Adama Sankara (Président de l’association des Ivoiriens d’origine burkinabé en Côte d’Ivoire) : « Si la loi était appliquée, on aurait moins de 5% d’étrangers en Côte d’Ivoire»

La question de la nationalité a toujours soulevé des débats controversés en Côte d’Ivoire. Adama Sankara, chef du fichier des permis de conduire à la Direction des Transports terrestres et de la Circulation (DGTTC), par ailleurs président de l’association des Ivoiriens d’origine burkinabé se prononce, dans cet entretien, sur ce délicat sujet et exhorte les autorités à l’application des textes juridiques.

Le Patriote : Comment est née l’association des Ivoiriens d’origine burkinabé et quels en sont les objectifs ?

Adama Sankara : Notre association est née le 10 août 1988 à Koumassi, chez feu Ouédraogo Tiémoko Boniface, ex-maire de ladite commune et ex-conseiller économique et social. Et comme toute association poursuit un but, la nôtre visait à attirer l’attention des autorités ivoiriennes sur un certain nombre d’injustice liée à la nationalité ivoirienne et qui pouvait si l’on n’y prenait garde déboucher sur une grave crise.

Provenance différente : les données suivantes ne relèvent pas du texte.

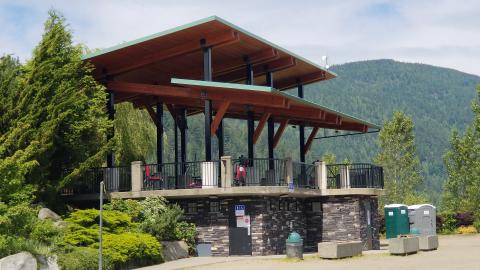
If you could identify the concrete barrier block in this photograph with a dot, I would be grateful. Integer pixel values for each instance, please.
(338, 250)
(403, 245)
(428, 242)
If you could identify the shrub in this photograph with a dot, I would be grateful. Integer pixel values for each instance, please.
(160, 219)
(131, 249)
(464, 219)
(113, 221)
(82, 258)
(186, 231)
(466, 230)
(449, 223)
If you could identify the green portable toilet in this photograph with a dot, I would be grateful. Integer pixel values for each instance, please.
(396, 220)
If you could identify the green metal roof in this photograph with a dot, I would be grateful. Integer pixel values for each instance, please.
(195, 23)
(246, 87)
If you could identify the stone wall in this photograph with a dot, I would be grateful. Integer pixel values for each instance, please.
(340, 218)
(211, 227)
(345, 219)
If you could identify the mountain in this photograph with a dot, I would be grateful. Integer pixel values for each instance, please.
(438, 99)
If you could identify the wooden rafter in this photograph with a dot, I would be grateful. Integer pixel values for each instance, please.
(309, 142)
(279, 132)
(260, 126)
(258, 70)
(152, 113)
(222, 109)
(306, 79)
(197, 94)
(212, 40)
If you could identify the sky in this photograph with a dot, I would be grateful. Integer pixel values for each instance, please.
(436, 32)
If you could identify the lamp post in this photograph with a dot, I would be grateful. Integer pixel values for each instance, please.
(100, 257)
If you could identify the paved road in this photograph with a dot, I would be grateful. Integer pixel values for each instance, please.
(456, 252)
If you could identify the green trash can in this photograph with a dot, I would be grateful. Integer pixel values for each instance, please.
(294, 246)
(396, 220)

L P : Lesquelles pour être précis ?

AS : C’est que, selon la loi ivoirienne, beaucoup d’entre nous devraient pouvoir être Ivoiriens, sans passer nécessairement par la procédure de naturalisation. C’est la loi N°61-415 du 14 décembre 1961 portant code de la nationalité ivoirienne et dont l’article 17 stipule que tout enfant né en Côte d’ivoire est Ivoirien par déclaration. C’est-à-dire que dès lors que cet enfant est déclaré dans une mairie, il est Ivoirien. Et le seul élément de preuve que la personne doit apporter, c’est son extrait de naissance ou son jugement supplétif. Cependant, nous avons remarqué que lorsque nous allons à la justice pour demander un certificat de nationalité, on nous demande de fournir un décret de naturalisation. Comment peut-on demander à des Ivoiriens, conforment à la loi citée ci-haut, d’apporter un décret de naturalisation qui n’existe pas. Cette difficulté avec la justice nous a fait prendre conscience très tôt de la nécessité de nous organiser en association. C’est ainsi qu’est née notre association.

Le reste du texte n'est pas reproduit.